Ma anche qui si registrano segnali interessanti di un cambio di tendenza. Un caso emblematico, e ormai noto, è TuoMuseo che, dopo aver realizzato per il Museo Nazionale di Archeologia di Napoli il già citato videogioco centrando un successo internazionale, ha poi realizzato altri prodotti di gaming per istituzioni culturali italiane come il Teatro Regio di Parma e il suo Festival dedicato alla figura di Giuseppe Verdi, il Museo archeologico di Taranto e il Comune di Firenze. Anche musei di più ridotte dimensioni e con collezioni meno rilevanti per la storia dell’arte, possono sviluppare allestimenti multimediali di grande coinvolgimento e particolarmente attrattivi, grazie alle nuove tecnologie. È questo il caso, ad esempio, del Piccolo museo del diario di Pieve Santo Stefano, che valorizza, in modo interattivo, le 7mila storie scritte da gente comune. La mostra permanente progettata insieme allo studio di design milanese Dotdotdot, accompagna i visitatori dentro la narrazione attraverso una serie di spazi immersivi e multisensoriali, nei quali la fisicità degli oggetti evocatori (cassettiere, tavoli, utensili domestici) esalta la potenza della parola e si salda con voci, suoni, riflessi della luce.

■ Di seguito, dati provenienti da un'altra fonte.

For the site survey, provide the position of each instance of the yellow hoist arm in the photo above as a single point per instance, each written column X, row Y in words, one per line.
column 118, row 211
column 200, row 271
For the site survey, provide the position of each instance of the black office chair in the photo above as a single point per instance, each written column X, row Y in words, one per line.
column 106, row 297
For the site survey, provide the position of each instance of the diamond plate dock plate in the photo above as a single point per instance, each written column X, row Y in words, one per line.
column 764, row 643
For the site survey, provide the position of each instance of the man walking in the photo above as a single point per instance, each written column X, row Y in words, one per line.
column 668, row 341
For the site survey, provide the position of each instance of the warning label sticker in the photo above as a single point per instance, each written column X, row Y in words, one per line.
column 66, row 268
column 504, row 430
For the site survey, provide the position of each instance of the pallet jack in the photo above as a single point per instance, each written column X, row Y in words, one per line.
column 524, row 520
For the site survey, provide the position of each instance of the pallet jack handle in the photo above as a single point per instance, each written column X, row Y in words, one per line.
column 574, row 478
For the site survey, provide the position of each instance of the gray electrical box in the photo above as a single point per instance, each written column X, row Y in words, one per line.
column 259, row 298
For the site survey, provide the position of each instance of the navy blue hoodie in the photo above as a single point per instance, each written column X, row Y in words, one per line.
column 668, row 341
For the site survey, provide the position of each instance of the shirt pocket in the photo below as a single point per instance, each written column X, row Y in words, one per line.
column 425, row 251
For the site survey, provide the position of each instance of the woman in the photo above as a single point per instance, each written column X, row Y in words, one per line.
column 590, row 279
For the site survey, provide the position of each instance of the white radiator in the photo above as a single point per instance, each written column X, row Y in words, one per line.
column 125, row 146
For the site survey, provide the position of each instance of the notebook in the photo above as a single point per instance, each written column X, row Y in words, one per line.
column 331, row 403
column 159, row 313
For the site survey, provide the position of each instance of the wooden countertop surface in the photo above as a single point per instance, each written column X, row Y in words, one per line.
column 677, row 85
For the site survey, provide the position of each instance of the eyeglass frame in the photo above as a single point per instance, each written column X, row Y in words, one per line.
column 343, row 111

È sul racconto del patrimonio culturale che la tecnologia ha trovato forme di sperimentazioni più ampie, soprattutto laddove esigenze di conservazione e tutela consigliavano l’adozione di forme di fruizione meno invasive. Sul solco tracciato da agenzie creative che hanno fatto la storia, come Studio Azzurro di Milano con le sue video-installazioni e gli ambienti sensibili capaci di dare vita e offrire un’esperienza immersiva ai visitatori di musei e mostre temporanee, lo sviluppo esponenziale e la diffusione della Realtà Virtuale e della Realtà Aumenta, inizialmente introdotte più come strumento utile a realizzare ricostruzioni virtuali scientifiche, si è via via affermata come soluzione adatta a potenziare la valorizzazione dei beni culturali ed è proprio in tale ambito che si è creato anche un interessante mercato per le imprese. Abilitando modalità di fruizione innovative, si sono moltiplicate le iniziative di nuova concezione come le mostre virtuali in cui le opere fisiche (non esponibili per ragioni di conservazione oppure perché “nascoste”, come nel caso di scavi archeologici) vengono sostituite da esperienze estetiche immersive digitali. Nel 2016 ETT Solution, oggi uno dei maggiori player italiani nel campo delle applicazioni tecnologiche per la valorizzazione del cultural heritage, realizza un percorso di Realtà Aumentata attraverso il quale il visitatore può “vedere” tramite opportuni visori l’Ara Pacis a Roma nel suo aspetto e nelle sue funzioni originarie. Nel 2018, invece, ha aperto a Mestre (Venezia) l’M9, un museo completamente multimediale dedicato alla storia del ’900 e alle trasformazioni della società e della vita quotidiana, mentre passando dalla grande città turistica ad una delle tante aree “minori” italiane, nasce a Ceglie Messapica (Brindisi), il progetto Papagna Experience, pubblicizzato come il “primo museo invisibile d’Italia”: un’iniziativa nata da un gruppo di giovani e sostenuta dalla Presidenza del Consiglio attraverso la quale i visitatori, dotati di un kit contenente uno smartphone, visore, cuffia e un libro, possono girare per il centro storico e fruire di contenuti aggiuntivi per scoprirne la storia e il patrimonio culturale.